Sunday, May 12, 2013

Advertisers Avoiding Rush Like The Plague

(This caricature of Rush Limbaugh is by DonkeyHotey.)

I'm sure Rush Limbaugh thought it would be a short-term problem when advertisers starting leaving his show in droves. Things would die down, and the advertisers would return. But that hasn't happened. According to one executive at Cumulus Media, 48 out of 50 of their biggest advertisers now require that their advertising on that network not be played on the show of Rush Limbaugh (or his right-wing buddy Sean Hannity). This means Rush Limbaugh is not the money machine that he once was for the radio stations carrying his show.

Will Rush survive? He well could, because there are still a lot of right-wing nuts that listen to him. But with the radio stations bleeding money during his show's hours, you can bet that Rush's next contract won't be nearly as lucrative as his last one. After all, the primary reason these stations exist is to make money -- and they won't pay him huge money if they can't sell advertising on his show. Here's how Media Matters sums up the current situation:


As numerous members of the conservative movement flee from the Heritage Foundation's flawed immigration study, conservative talker Rush Limbaugh has maintained a stalwart defense of the organization.

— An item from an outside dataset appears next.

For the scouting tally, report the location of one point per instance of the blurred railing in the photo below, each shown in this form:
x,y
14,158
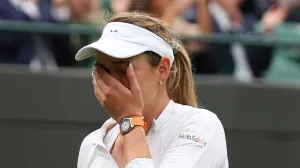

Not a surprise considering Rush Limbaugh's syndicator, Premiere Radio Networks, is the single largest independent contractor to the Heritage Foundation according to their latest 990 filing with the IRS, receiving $2,236,555 from the think tank.

With advertisers fleeing his show, and as a result radio companies suffering major losses, the fiscal sponsorship of the conservative movement is now fiscally critical. A "very high ranking" official at Cumulus, the owner of Rush and Sean Hannity's flagship station WABC, told Radio Ink, "Forty-eight of the top 50 network advertisers have 'excluded Rush and Hannity' orders. Every major national ad agency has the same dictate."

Without wingnut welfare, which has also included sponsorships from FreedomWorks, Rush Limbaugh and Sean Hannity's shows would not be financially viable.

The financial relationship between the conservative movement and its radio hosts has existed for years -- Heritage has been a major sponsor of Premiere Radio talent, specifically Limbaugh and Sean Hannity, according to a 2011 report by Ken Vogel of Politico -- however with Limbaugh and Hannity's recent well publicized problems attracting sponsorship to their programs the role of the conservative movement is not rightwing radios key sponsor.